Não passou despercebido entre os fãs da Marvel o pequeno curta Team Thor (partes 1 e 2), contando as, ahn, peripécias de Thor (Chris Hemsworth) durante os eventos de Capitão América: Guerra Civil. No fim das contas, enquanto Capitão América e Homem de Ferro formavam times e destruíam o aeroporto Leipzig/Halle, Thor preferiu ficar de fora e relaxar um pouco na Austrália com seu colega de quarto Darryl, investigando as pistas sobre as Jóias do Infinito.

O curta foi escrito e dirigido pelo neozelandês Taika Watiti, o mesmo das celebradas comédias cult (e estranhas) A Incrível Aventura de Rick Baker (2016) e O Que Fazemos nas Sombras (2014), durante as filmagens do recém lançado Thor: Ragnarok (2017).  Assim, não é surpresa alguma que o último lançamento da Marvel carregue algumas marcas da originalidade e estranheza de seu diretor, com momentos de brilhantismo visual e cômico, embora, tristemente, mantenha ainda um pé firme no mesmo tom dos demais filmes da franquia.

Cavalgada das Valquírias: Wagner pira. (Nota: o nível intelectual desta piada surpassa em muito o nível do autor)

Aparentemente, além de curtir as praias, incomodar Darryl com aluguel e aproveitar os incentivos fiscais para filmar na Austrália, Thor também aproveitou os últimos anos para varrer a galáxia em busca das Jóias do Infinito ainda desaparecidas, sem sucesso. Ao retornar para Asgard, encontra seu irmão Loki (Tom Hiddleston) governando em bonança e mantendo seu pai em exílio – Odin (Anthony Hopkins) encontra-se na Noruega, em seus últimos momentos de vida.

Este é o início do crepúsculo dos deuses (há!) na mitologia nórdica, ou o Ragnarök, uma batalha épica e uma sequência de tragédias que levarão à destruição do mundo como o conhecemos. E é mais ou menos isso que irá acontecer aqui: a morte de Odin é o prenúncio do retorno de Hela (Cate Blanchett), deusa da morte e irmã mais velha de Thor. Extremamente mais poderosa que Thor e Loki, Hela destrói facilmente Mjolnir (o martelo de Thor, a princípio indestrutível) e segue para Asgard para ocupar o trono e eliminar qualquer oposição. Enquanto Thor e Loki, bem…

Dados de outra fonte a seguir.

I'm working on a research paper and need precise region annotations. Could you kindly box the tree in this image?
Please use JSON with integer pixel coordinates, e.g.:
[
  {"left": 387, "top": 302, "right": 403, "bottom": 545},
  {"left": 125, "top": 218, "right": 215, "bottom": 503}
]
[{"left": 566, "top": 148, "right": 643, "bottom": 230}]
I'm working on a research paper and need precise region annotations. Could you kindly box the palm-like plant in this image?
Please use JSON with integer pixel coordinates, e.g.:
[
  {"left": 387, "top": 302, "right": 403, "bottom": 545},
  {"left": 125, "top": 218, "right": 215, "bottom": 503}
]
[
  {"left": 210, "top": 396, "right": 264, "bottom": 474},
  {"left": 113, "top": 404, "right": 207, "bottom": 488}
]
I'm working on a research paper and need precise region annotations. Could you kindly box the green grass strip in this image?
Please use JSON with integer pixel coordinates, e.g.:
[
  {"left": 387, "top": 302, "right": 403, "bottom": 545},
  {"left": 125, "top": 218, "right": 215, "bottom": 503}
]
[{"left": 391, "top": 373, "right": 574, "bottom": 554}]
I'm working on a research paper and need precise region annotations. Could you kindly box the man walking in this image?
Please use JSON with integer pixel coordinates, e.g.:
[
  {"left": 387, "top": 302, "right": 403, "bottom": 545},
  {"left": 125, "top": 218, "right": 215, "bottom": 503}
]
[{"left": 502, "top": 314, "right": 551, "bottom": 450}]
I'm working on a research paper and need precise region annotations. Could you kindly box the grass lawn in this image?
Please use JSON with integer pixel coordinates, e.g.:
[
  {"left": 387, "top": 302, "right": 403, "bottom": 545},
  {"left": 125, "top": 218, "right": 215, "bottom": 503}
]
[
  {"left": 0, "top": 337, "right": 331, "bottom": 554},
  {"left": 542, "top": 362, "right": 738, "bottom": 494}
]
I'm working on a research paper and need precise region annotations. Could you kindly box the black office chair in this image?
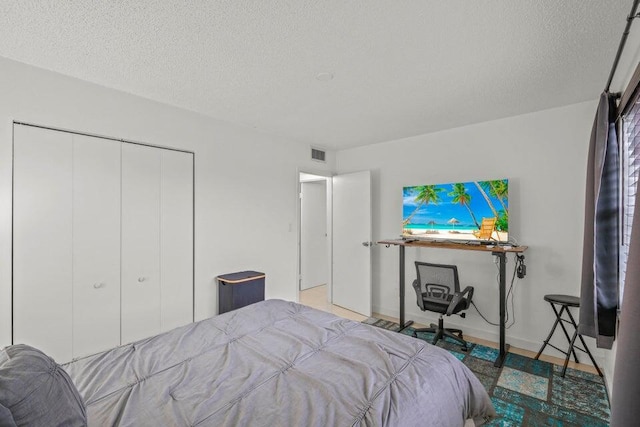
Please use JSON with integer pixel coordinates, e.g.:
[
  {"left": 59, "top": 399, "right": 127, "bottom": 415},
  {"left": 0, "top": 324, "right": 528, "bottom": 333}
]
[{"left": 413, "top": 261, "right": 473, "bottom": 351}]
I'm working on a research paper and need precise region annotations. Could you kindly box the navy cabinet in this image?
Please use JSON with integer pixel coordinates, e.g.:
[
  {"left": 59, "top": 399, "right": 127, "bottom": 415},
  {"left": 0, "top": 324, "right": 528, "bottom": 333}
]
[{"left": 218, "top": 271, "right": 265, "bottom": 314}]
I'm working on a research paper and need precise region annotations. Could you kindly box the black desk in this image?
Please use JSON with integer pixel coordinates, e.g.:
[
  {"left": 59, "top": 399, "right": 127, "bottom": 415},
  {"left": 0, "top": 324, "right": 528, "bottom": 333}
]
[{"left": 378, "top": 239, "right": 527, "bottom": 367}]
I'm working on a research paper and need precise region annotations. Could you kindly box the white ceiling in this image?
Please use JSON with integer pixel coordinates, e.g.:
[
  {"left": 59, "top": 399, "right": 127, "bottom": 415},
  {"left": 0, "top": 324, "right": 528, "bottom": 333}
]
[{"left": 0, "top": 0, "right": 632, "bottom": 149}]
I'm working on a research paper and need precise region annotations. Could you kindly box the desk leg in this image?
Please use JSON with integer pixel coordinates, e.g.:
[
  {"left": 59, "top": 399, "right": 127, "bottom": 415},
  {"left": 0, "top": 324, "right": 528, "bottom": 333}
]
[
  {"left": 492, "top": 252, "right": 509, "bottom": 368},
  {"left": 398, "top": 245, "right": 413, "bottom": 332}
]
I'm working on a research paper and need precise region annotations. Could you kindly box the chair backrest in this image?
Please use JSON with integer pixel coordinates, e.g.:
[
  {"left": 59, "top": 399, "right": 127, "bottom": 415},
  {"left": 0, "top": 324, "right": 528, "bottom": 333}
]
[
  {"left": 473, "top": 217, "right": 496, "bottom": 240},
  {"left": 415, "top": 261, "right": 460, "bottom": 310}
]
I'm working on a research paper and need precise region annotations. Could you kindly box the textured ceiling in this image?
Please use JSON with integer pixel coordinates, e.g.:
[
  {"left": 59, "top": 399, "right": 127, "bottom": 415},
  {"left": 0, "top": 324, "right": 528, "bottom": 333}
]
[{"left": 0, "top": 0, "right": 632, "bottom": 149}]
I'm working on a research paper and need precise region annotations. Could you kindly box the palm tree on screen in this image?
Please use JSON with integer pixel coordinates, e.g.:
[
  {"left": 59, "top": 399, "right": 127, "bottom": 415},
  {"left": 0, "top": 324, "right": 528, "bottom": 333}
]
[
  {"left": 402, "top": 185, "right": 443, "bottom": 225},
  {"left": 449, "top": 183, "right": 480, "bottom": 229}
]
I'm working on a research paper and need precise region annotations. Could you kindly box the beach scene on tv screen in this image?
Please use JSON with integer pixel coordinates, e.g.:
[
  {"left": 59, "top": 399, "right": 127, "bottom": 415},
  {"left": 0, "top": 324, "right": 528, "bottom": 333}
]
[{"left": 402, "top": 179, "right": 509, "bottom": 242}]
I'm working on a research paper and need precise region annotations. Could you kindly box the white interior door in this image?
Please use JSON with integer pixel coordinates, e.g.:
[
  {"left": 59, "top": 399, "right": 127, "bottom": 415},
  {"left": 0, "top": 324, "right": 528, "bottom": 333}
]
[
  {"left": 73, "top": 135, "right": 121, "bottom": 357},
  {"left": 13, "top": 125, "right": 73, "bottom": 363},
  {"left": 121, "top": 144, "right": 162, "bottom": 344},
  {"left": 332, "top": 171, "right": 371, "bottom": 316}
]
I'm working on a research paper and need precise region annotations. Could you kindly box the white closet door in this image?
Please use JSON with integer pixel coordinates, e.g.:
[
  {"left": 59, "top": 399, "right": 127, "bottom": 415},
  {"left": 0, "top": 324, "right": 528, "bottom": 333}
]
[
  {"left": 121, "top": 144, "right": 161, "bottom": 344},
  {"left": 160, "top": 150, "right": 193, "bottom": 331},
  {"left": 13, "top": 125, "right": 73, "bottom": 363},
  {"left": 73, "top": 135, "right": 121, "bottom": 357}
]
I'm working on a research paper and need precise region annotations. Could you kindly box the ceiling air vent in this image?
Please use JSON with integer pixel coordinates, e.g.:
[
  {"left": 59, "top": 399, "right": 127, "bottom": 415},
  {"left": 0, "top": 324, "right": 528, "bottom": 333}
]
[{"left": 311, "top": 148, "right": 326, "bottom": 162}]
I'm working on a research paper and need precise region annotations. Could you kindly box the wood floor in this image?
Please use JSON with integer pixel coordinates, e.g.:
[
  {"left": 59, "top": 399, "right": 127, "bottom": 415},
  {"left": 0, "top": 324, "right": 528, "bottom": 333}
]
[{"left": 300, "top": 285, "right": 597, "bottom": 374}]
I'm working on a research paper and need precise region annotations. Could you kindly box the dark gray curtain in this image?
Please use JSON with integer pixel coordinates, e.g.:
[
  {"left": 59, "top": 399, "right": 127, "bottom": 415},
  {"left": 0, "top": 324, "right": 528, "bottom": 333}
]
[
  {"left": 611, "top": 178, "right": 640, "bottom": 427},
  {"left": 579, "top": 92, "right": 619, "bottom": 348}
]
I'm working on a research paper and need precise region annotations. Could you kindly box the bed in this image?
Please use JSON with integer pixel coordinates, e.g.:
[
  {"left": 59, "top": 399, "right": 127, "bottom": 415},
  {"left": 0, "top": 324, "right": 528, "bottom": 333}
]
[{"left": 0, "top": 300, "right": 495, "bottom": 427}]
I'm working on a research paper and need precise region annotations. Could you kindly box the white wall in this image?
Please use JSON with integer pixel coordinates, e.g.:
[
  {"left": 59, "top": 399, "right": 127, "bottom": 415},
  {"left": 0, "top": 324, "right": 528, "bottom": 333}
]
[
  {"left": 336, "top": 102, "right": 601, "bottom": 359},
  {"left": 300, "top": 179, "right": 329, "bottom": 290},
  {"left": 0, "top": 58, "right": 333, "bottom": 347}
]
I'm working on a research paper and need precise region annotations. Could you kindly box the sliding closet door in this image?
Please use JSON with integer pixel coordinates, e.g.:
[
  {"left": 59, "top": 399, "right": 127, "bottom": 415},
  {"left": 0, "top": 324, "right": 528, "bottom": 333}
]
[
  {"left": 121, "top": 144, "right": 161, "bottom": 344},
  {"left": 13, "top": 125, "right": 73, "bottom": 362},
  {"left": 73, "top": 135, "right": 121, "bottom": 357},
  {"left": 160, "top": 150, "right": 193, "bottom": 331}
]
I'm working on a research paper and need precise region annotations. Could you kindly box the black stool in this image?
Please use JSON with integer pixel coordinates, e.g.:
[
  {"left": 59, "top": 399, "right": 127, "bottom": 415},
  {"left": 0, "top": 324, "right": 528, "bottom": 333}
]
[{"left": 535, "top": 295, "right": 602, "bottom": 377}]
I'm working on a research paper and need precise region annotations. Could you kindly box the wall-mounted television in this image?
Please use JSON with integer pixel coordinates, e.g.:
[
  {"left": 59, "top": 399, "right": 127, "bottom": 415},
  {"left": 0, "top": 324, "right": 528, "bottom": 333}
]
[{"left": 402, "top": 179, "right": 509, "bottom": 242}]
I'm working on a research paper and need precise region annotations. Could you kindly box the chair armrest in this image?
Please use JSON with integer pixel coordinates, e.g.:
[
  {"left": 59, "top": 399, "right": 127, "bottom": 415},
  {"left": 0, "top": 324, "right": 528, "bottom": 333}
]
[
  {"left": 447, "top": 286, "right": 473, "bottom": 316},
  {"left": 411, "top": 279, "right": 424, "bottom": 311}
]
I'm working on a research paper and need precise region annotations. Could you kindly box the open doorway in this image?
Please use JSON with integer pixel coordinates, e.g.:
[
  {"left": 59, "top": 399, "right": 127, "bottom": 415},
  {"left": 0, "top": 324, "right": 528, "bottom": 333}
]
[
  {"left": 298, "top": 172, "right": 331, "bottom": 305},
  {"left": 297, "top": 172, "right": 371, "bottom": 321}
]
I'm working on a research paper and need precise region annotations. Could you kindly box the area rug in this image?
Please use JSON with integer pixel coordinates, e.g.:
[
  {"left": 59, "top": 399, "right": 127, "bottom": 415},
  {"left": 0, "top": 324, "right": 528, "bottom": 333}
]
[{"left": 363, "top": 318, "right": 611, "bottom": 427}]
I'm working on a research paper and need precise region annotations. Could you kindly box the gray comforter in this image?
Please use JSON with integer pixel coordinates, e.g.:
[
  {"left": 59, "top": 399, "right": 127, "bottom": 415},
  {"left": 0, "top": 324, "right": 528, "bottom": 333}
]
[{"left": 63, "top": 300, "right": 495, "bottom": 427}]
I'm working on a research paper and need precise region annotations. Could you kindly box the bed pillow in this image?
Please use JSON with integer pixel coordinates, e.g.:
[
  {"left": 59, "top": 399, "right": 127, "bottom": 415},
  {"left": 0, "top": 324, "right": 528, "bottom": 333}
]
[{"left": 0, "top": 344, "right": 87, "bottom": 426}]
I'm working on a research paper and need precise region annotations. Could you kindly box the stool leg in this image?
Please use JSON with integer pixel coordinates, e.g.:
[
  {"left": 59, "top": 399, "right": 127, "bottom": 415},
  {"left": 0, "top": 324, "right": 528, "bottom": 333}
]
[
  {"left": 561, "top": 328, "right": 578, "bottom": 378},
  {"left": 534, "top": 304, "right": 569, "bottom": 360},
  {"left": 578, "top": 335, "right": 603, "bottom": 376},
  {"left": 567, "top": 307, "right": 582, "bottom": 363},
  {"left": 554, "top": 305, "right": 579, "bottom": 363}
]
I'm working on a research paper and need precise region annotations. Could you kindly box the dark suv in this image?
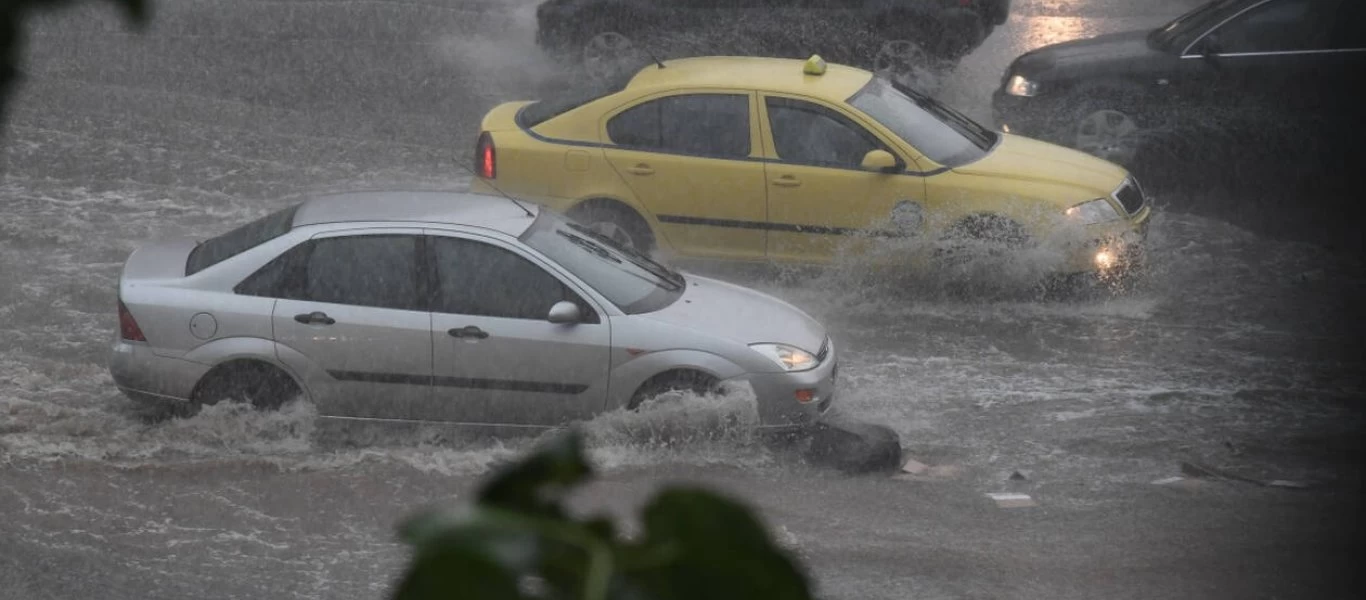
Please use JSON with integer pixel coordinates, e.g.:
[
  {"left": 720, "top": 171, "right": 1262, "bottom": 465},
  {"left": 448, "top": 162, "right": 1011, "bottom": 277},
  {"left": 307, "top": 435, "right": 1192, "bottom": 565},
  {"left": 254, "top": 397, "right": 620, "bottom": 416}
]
[
  {"left": 993, "top": 0, "right": 1366, "bottom": 171},
  {"left": 537, "top": 0, "right": 1011, "bottom": 88}
]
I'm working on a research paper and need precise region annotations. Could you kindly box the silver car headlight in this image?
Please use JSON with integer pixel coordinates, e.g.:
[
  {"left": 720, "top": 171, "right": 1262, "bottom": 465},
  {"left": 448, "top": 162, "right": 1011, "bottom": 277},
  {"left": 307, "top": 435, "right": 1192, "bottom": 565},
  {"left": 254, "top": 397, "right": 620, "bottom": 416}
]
[
  {"left": 750, "top": 343, "right": 821, "bottom": 372},
  {"left": 1005, "top": 75, "right": 1038, "bottom": 97},
  {"left": 1065, "top": 198, "right": 1119, "bottom": 226}
]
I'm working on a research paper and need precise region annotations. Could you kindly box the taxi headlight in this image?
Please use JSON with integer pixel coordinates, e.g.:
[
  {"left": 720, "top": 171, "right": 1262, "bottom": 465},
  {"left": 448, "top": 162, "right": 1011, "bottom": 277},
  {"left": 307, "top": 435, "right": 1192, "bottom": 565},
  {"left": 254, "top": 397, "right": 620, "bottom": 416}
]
[
  {"left": 1065, "top": 198, "right": 1119, "bottom": 226},
  {"left": 1005, "top": 75, "right": 1038, "bottom": 97},
  {"left": 750, "top": 343, "right": 820, "bottom": 372}
]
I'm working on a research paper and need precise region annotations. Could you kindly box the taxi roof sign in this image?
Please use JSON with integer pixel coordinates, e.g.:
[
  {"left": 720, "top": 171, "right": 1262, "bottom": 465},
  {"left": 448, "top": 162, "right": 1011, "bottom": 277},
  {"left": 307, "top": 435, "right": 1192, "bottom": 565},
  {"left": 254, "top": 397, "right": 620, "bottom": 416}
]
[{"left": 802, "top": 55, "right": 825, "bottom": 75}]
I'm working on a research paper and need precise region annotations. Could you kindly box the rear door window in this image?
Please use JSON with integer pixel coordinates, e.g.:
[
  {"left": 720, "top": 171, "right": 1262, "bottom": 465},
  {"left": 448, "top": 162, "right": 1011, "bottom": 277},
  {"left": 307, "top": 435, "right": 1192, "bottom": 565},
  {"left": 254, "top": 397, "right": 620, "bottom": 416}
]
[
  {"left": 429, "top": 236, "right": 591, "bottom": 321},
  {"left": 607, "top": 94, "right": 750, "bottom": 159},
  {"left": 184, "top": 204, "right": 299, "bottom": 276},
  {"left": 305, "top": 235, "right": 423, "bottom": 310},
  {"left": 1213, "top": 0, "right": 1333, "bottom": 55},
  {"left": 235, "top": 235, "right": 426, "bottom": 310}
]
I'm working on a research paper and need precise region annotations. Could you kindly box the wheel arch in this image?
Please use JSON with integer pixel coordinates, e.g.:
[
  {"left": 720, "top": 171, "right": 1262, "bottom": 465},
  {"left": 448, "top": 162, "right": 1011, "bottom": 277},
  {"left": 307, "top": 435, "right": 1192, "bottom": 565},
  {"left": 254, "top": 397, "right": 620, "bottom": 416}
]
[
  {"left": 184, "top": 338, "right": 314, "bottom": 402},
  {"left": 190, "top": 355, "right": 313, "bottom": 402},
  {"left": 605, "top": 350, "right": 747, "bottom": 410}
]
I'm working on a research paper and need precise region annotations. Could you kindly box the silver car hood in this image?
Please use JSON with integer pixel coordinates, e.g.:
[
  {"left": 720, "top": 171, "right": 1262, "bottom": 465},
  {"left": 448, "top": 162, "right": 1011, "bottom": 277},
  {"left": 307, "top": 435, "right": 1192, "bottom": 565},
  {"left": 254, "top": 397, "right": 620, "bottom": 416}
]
[{"left": 639, "top": 275, "right": 825, "bottom": 354}]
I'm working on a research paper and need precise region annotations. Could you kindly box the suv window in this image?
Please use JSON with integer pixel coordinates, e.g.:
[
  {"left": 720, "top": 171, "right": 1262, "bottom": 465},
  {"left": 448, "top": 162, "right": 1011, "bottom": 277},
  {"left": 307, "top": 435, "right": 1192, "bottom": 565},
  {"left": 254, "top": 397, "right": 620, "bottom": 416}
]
[
  {"left": 184, "top": 204, "right": 299, "bottom": 276},
  {"left": 764, "top": 98, "right": 881, "bottom": 168},
  {"left": 1333, "top": 0, "right": 1366, "bottom": 49},
  {"left": 1212, "top": 0, "right": 1333, "bottom": 53},
  {"left": 607, "top": 94, "right": 750, "bottom": 159},
  {"left": 430, "top": 238, "right": 591, "bottom": 321},
  {"left": 234, "top": 235, "right": 425, "bottom": 310}
]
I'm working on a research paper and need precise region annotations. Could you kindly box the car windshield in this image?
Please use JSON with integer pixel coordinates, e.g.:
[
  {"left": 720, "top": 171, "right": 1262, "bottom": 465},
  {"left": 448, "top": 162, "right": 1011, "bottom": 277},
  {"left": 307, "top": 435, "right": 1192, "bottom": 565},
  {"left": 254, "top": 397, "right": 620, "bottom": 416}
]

Thor e Loki se aventuram na parte estranha do filme, no melhor sentido da palavra. Em um planeta onde coisas desaparecidas aparecem (imagino um continente de guarda-chuvas e tampas de canetas Bic em algum lugar), Thor é imediatamente capturado por uma Valquíria (Tessa Thompson) em exílio e vendido para o torneio de gladiadores do Grão-Mestre do planeta (Jeff Goldblum), onde em sua primeira luta ele enfrentará… o Incrível Hulk. (Nota: se está no trailer, não é spoiler).

Fazendo uma salada entre cultura nórdica e HQs (mais notoriamente Planeta Hulk), Thor: Ragnarok desde sua primeira cena não esconde sua alma de comédia de aventura, distanciando-se consideravelmente do antigo tom dos outros filmes centrados no personagem. Se o primeiro Thor extraía algum humor do tipo “peixe fora d’água”, enquanto mantinha uma trama shakesperiana de traição em família, exílio e busca pelo poder e o segundo filme ninguém lembra, o novo filme explora a veia cômica de Chris Hemsworth ao máximo, com ritmo que lembra muito as comédias de aventura dos anos 1980 à la Aventureiros do Bairro Proibido (1986).

Os irmãos Odinson, Valquíria e o Grandão: elenco digno de filme para ganhar o Oscar. Mas não esse filme.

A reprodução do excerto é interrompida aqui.